Fringe Benefits

Tzitzis transformed me into the man behind a movement

As told to Rivka Streicher by Yehuda Yosef Skriloff
J
ust a few years ago, I was 17, in yeshivah, but I wasn’t keeping Shabbos.
It wasn’t quite a mainstream yeshivah, but it was a safe space for guys who were struggling. It gave us a framework, with rebbeim who were willing to hear us out. They were shepherds of a wayward flock, there to give us back the treasure — we only had to want it.
But I wasn’t sure that I did. I had come from a frum background, went to the right schools, but by the time I hit my mid-teens, I was struggling deeply. I dropped one religious rite after another — brachos, davening, my kippah and tzitzis. I’d wear my kippah in yeshivah, but not outside. I didn’t want this overt symbol of Jewishness on my head; I just wanted to blend into wider society.

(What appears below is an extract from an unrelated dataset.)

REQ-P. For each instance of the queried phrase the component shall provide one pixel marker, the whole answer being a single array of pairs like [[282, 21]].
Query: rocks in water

By 12th grade, I was in a rough place. It had been almost two years of not keeping Shabbos, of using my phone or taking a puff on that holiest day.
I spent entire nights chilling, watching, hanging out with friends, then stumbling through my days bleary-eyed. It was an existence entirely without structure, but by then I didn’t know any other.
That winter I felt myself wanting to change so badly. Around me, guys were on their own journeys. Many were finding the way. I’d also progressed from where I was just a few months before, when I’d only wanted to want. But I still didn’t know how. I was, if not comfortable, then languid. And well and truly stuck.
One morning, after a night spent aimlessly with the guys, instead of hitting the sack, I dragged myself out. I wanted to try, to give yeshivah a shot, even though it was so awfully hard.
The bus came and I staggered aboard. It was full, and I must’ve been standing too close to an older woman. She yanked her purse close to herself and gave me the dirtiest look, as if I were a common criminal.
“Whadja think you’re doing?” she started yelling.
Just then the bus shuddered to a halt. I sighed and got off, ignoring her.
I transferred to the subway, and when it made an abrupt stop, I bumped into a passenger in formal dress. He glowered at me. I’m a tough-looking guy; between my disheveled hair, tight jeans, and solid physique, he must’ve thought I was a hoodlum.